There is a moderate amount of programming changes that would need to be made to retrofit multi-row fetch/insert processing into an existing DB2 COBOL program, but the performance gains that can be attained may make it worth the effort if the typical processing workload of the program involves fetching or inserting large sets of data per transaction, and CPU consumption and elapsed runtime are chronic constraints for the application.

Materialized Query Tables

A materialized query table (MQT) is basically a pre-calculated and stored view. While an MQT can be used for any kind of view, it would more commonly be used for aggregation of data, or any kind of query that involves a fair amount of calculations to create a result set. Since an MQT is stored as a physical table, it can have indexes defined on it for efficient access.

The main advantage of an MQT is that if an MQT is defined as a particular query, the DB2 optimizer is intelligent enough to recognize a subsequent query that comes along with a similar or identical definition, and rather than process the new query to calculate the result set, it can just “reroute” the query to use the previously calculated and stored results in the MQT table. The end user or program that is executing the query does not even need to be aware of the existence of the MQT . . . this reroute is performed automatically by the DB2 optimizer.
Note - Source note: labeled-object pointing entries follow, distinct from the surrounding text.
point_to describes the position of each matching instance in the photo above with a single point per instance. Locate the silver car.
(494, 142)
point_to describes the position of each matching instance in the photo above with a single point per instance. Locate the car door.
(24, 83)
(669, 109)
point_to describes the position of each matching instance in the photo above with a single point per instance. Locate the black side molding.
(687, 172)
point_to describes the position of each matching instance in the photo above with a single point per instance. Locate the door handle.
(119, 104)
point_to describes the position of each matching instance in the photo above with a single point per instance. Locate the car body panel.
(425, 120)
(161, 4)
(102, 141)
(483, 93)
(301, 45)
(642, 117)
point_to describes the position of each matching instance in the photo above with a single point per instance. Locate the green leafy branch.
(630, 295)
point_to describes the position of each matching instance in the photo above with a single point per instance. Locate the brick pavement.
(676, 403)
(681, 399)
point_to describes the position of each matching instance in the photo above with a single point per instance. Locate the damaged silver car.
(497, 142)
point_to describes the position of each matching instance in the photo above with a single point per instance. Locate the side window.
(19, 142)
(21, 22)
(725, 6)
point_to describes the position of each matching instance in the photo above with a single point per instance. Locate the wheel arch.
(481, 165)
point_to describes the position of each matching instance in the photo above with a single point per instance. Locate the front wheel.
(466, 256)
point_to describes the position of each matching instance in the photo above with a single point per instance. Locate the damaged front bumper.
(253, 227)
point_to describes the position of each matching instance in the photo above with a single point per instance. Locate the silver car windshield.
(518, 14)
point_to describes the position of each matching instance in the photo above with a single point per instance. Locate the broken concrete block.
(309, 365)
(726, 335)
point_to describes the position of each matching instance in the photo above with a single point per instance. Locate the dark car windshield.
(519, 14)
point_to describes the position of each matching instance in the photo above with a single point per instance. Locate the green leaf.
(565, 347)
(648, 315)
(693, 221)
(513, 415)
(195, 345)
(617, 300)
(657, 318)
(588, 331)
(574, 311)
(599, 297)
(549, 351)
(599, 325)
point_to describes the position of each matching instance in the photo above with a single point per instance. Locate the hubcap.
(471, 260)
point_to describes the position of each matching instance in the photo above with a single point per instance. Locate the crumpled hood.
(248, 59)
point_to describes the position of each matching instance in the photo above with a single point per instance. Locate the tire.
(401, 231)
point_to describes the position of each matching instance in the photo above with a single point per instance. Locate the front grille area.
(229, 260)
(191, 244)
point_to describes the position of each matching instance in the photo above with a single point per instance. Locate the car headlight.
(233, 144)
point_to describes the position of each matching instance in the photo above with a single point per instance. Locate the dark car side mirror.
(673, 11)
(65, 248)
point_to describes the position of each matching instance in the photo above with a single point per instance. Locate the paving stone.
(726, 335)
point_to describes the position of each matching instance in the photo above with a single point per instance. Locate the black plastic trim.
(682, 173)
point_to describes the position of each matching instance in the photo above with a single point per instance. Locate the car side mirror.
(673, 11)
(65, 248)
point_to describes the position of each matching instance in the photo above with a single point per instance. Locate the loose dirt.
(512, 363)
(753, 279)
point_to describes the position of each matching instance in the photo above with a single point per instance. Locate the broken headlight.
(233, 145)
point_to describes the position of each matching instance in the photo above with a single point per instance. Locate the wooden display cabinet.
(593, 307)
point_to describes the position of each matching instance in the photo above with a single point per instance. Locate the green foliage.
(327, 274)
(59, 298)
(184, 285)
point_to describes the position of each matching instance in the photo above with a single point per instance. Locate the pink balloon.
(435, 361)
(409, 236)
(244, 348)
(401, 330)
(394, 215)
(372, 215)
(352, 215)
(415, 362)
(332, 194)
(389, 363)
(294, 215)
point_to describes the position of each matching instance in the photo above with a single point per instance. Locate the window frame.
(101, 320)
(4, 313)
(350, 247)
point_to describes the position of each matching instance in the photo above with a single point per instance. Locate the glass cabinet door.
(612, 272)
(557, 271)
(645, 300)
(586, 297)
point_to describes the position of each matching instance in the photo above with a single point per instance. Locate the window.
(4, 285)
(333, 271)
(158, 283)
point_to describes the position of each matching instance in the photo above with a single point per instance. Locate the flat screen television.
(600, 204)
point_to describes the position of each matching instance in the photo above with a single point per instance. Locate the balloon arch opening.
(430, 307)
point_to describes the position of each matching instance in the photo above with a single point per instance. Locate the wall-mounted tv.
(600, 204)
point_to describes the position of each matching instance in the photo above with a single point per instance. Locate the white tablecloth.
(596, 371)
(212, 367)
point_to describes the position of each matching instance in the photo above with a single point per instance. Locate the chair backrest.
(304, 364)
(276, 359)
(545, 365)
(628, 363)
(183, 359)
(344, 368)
However, the MQT can also be accessed directly via SQL statements if the user or program wishes to do so.

The automatic reroute of queries to be able to access the MQT can be disabled if the MQT is defined with the “DISABLE QUERY OPTIMIZATION” option. In that case, the MQT can only be accessed directly via SQL.

One of the disadvantages of MQTs is that the data that is stored in them can and will become stale if the source tables from which the MQT data was originally derived from are updated. The MQT can be refreshed periodically via an explicitly invoked “REFRESH TABLE” SQL statement, which will re-execute the query that defines the MQT and store the new result set, overlaying the previous results.

There are two “flavors” of MQTs: “maintained by system”, or “maintained by user”. System maintained MQTs can only be populated or refreshed by a “REFRESH TABLE” statement. User maintained MQT’s can be populated or refreshed either by a “REFRESH TABLE” statement, by a LOAD utility, or by SQL DML (INSERT, UPDATE or DELETE) statements.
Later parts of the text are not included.